Discussion du projet de loi relatif à la biodiversité

Le projet de loi relatif à la biodiversité, déposé il y a un an, va être discuté en séance publique à l’assemblée nationale du 16 au 19 mars prochains.

 

Exigences de la conférence de Nagoya

Ce projet de loi doit transcrire en droit interne les exigences adoptées par la dixième réunion de la Conférence des Parties à la Convention sur la diversité biologique des Nations unies, à Nagoya, au Japon (protocole signé par la France le 20 septembre 2011).

A ce titre, il devrait être créé un régime d’accès aux ressources génétiques et de partage des avantages découlant de leur utilisation, afin notamment de lutter contre la bio-piraterie, de garantir un partage des bénéfices tirés de l’exploitation économique des ressources génétiques et d’assurer la sécurité des transactions à l’export. Le dispositif proposé devrait tenir compte à la fois de l’exceptionnelle richesse du territoire, particulièrement ultramarin, en matière de ressources génétiques, qu’il convient de protéger, et du poids dans l’économie nationale de secteurs utilisateurs de premier ordre (industries agroalimentaire, pharmaceutique, cosmétique).

 

Gouvernance

L’exposé des motifs du projet de loi constate que la France a besoin d’un outil d’intervention exerçant un véritable « leadership » sur la protection de la biodiversité. Il recense 45 organismes sous tutelle ou agréés et financés par l’État, auxquels s’ajoutent 50 Parcs naturels régionaux, 164  réserves naturelles nationales, 160 réserves naturelles régionales, 21 conservatoires régionaux des espaces naturels, 8 conservatoires départementaux et les organisations assurant la gestion des espaces sensibles de départements. Le projet de loi prévoit ainsi la création de l’Agence française pour la biodiversité qui devrait être en capacité de créer des partenariats avec les acteurs des territoires. Cet opérateur intégré, issue du rapprochement d’opérateurs existants dont l’office national de l’eau et des milieux aquatiques, et forte de 1200 agents répartis sur l’ensemble du territoire, appuiera les services de l’Etat dans la gestion des espaces naturels, la police de l’eau et l’action internationale. L’Agence organisera la connaissance en matière de biodiversité, sensibilisera les Français à ces questions et participera à la formation des acteurs. Elle contribuera à fournir aux acteurs locaux les données et l’expertise dont ils ont besoin et soutiendra financièrement des projets de restauration des milieux en tant qu’opérateur des programmes d’investissement d’avenir.
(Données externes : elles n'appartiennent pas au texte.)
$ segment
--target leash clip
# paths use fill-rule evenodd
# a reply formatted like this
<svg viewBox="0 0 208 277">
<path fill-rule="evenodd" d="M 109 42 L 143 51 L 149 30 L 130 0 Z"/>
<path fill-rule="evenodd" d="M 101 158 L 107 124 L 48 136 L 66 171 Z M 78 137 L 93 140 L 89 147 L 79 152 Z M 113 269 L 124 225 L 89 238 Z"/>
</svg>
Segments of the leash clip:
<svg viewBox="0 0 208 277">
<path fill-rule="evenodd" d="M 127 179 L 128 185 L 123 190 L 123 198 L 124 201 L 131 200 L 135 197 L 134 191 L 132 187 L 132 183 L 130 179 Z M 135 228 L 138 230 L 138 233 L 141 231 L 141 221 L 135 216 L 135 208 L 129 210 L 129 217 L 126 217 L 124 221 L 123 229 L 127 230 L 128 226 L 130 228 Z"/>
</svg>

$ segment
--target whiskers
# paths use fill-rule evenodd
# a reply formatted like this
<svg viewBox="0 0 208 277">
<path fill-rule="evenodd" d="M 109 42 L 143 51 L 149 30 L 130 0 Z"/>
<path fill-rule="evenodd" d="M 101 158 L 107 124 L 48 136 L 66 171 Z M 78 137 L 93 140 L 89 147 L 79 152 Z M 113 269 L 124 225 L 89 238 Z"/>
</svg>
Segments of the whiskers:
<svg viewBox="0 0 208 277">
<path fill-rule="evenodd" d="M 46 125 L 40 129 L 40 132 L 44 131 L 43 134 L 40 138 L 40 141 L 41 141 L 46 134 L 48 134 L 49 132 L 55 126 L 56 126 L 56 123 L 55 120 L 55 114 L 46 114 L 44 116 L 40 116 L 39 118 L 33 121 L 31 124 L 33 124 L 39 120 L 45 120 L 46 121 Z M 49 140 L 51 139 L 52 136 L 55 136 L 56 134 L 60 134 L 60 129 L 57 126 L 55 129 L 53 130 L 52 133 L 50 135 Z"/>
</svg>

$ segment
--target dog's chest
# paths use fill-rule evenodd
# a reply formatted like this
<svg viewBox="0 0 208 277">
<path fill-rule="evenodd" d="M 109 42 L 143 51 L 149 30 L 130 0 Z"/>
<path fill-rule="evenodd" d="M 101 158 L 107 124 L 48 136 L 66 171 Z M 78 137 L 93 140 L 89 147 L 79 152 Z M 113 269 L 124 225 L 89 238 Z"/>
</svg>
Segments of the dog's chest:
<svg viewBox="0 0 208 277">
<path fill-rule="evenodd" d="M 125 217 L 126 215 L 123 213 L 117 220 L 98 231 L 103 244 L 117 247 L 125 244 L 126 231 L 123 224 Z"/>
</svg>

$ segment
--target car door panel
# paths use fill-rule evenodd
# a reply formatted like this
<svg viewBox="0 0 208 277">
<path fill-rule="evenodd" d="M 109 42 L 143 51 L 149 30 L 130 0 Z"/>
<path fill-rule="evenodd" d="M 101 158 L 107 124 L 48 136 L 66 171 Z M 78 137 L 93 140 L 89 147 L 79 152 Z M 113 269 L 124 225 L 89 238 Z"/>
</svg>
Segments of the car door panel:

Modernisation des outils de protection

Le projet de loi prévoit une modernisation des outils de protection des espaces naturels et des espèces sauvages, en supprimant des dispositifs devenus obsolètes et en simplifiant certaines procédures. L’action des parcs naturels régionaux (PNR) et du Conservatoire du littoral pourrait être facilitée. Quelques points à noter, s’agissant des PNR : des objectifs de qualité paysagère seraient réaffirmés ; la procédure de classement serait simplifiée et améliorée sur certains points ; la durée du classement serait augmentée à 15 ans au lieu de 12 ans ; le rapport de compatibilité entre les chartes de PNR et les autres documents d’urbanisme serait rétabli par rapport à la rédaction de la loi ALUR ; enfin, point important, le  syndicat mixte des PNR assurerait la coordination de la mise en œuvre des engagements des collectivités territoriales, EPCI à fiscalité propre et de l’Etat sur le territoire du parc, ainsi que l’évaluation de cette mise en œuvre et le suivi de l’évolution du territoire.
Le projet de loi renforce également les moyens de protéger et de valoriser les milieux marins. Il ouvre la voie au développement d’activités en mer, au-delà du domaine public maritime, et sécurise également l’activité de pêche dans des zones sensibles.
Enfin, en cohérence avec les engagements pris en ratifiant la Charte européenne du paysage, le projet de loi comporte des dispositions qui introduisent en droit français une approche du paysage qui tienne compte de l’évolution des territoires au fil du temps, sous l’influence du milieu, des populations et des activités humaines.